Cotidiano

Greve geral: universidades dispensam alunos de atividades valendo nota

Estácio dispensou os alunos

Midiamax Publicado em 27/04/2017, às 19h07

Alunos retornaram a partir do dia 15 de junho. (Foto: Arquivo Midiamax)
Alunos retornaram a partir do dia 15 de junho. (Foto: Arquivo Midiamax) - Alunos retornaram a partir do dia 15 de junho. (Foto: Arquivo Midiamax)

Estácio dispensou os alunos

As Universidades particulares em Campo Grande não paralisam as atividades na sexta-feira (28). Ainda assim, as instituições não aplicam provas ou atividades que valem nota, já que o transporte público, ao menos de manhã, estará suspenso.

A única Universidade que irá dispensar os alunos é a Estácio de Sá. Cerca de 4 mil alunos não terão aula amanhã. As provas agendadas serão remarcadas, conforme a assessoria de imprensa da instituição.

Já na Uniderp, UCDB e Unigran, que juntas contemplam cerca de 30 mil estudantes, irão funcionar normalmente. As provas e trabalhos, no entanto, ficam suspensas.

Greve geral

Pela primeira desde 1995, trabalhadores da rede particular de ensino de Mato Grosso do Sul participam de uma greve geral. A pauta, agora, é mais séria, conforme relatou o presidente do Sintrae-MS (Sindicato dos trabalhadores em estabelecimentos de ensino de Mato Grosso do Sul), Eduardo Assis Fonseca Botelho, e envolve uma perda histórica de direitos trabalhistas.

O Sintrae representa trabalhadores de cerca de 400 escolas em 32 municípios do Estado, além das Universidades. Em 1995, foram 13 dias de greve motivado pelo reajuste salarial, agora, conforme explicou Eduardo, o que está em jogo é bem mais sério: não ter capacidade de garantir direitos básicos.

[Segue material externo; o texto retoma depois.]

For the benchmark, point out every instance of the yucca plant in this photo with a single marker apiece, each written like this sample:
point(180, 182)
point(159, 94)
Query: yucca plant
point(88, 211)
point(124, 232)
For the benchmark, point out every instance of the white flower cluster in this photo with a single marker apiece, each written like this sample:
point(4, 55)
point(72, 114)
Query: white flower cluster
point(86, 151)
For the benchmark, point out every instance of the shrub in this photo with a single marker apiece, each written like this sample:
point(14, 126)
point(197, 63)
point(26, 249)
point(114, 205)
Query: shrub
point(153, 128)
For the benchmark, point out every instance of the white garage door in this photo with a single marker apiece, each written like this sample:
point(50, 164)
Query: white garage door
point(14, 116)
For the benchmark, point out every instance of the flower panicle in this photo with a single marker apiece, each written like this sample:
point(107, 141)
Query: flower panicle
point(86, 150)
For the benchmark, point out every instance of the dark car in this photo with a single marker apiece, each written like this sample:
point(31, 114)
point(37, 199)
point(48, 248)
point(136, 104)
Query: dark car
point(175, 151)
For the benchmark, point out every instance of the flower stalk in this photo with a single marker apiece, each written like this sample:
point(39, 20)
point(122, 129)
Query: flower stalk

 “A ordem é parar. Todos os trabalhadores. Onde tiver professor, pessoal da limpeza, administrativo. As universidades que não aderirem, estamos entendendo que é porque está beneficiando os patrões. Não é política, é necessidade. É para preservar os direitos dos trabalhadores”, comentou.

A greve deve reunir mais de 50 mil trabalhadores em Campo Grande amanhã, segundo estimativa das centrais sindicais. As atividades ocorrem o dia todo, e começam às 8h, em concentração na Praça Ary Coelho, em Campo Grande. O levante é uma reação aos projetos votados pelo Congresso, uma agenda econômica do governo de Michel Temer (PMDB), como a reforma da Previdência, a reforma trabalhista e a aprovação da terceirização de todas as atividades.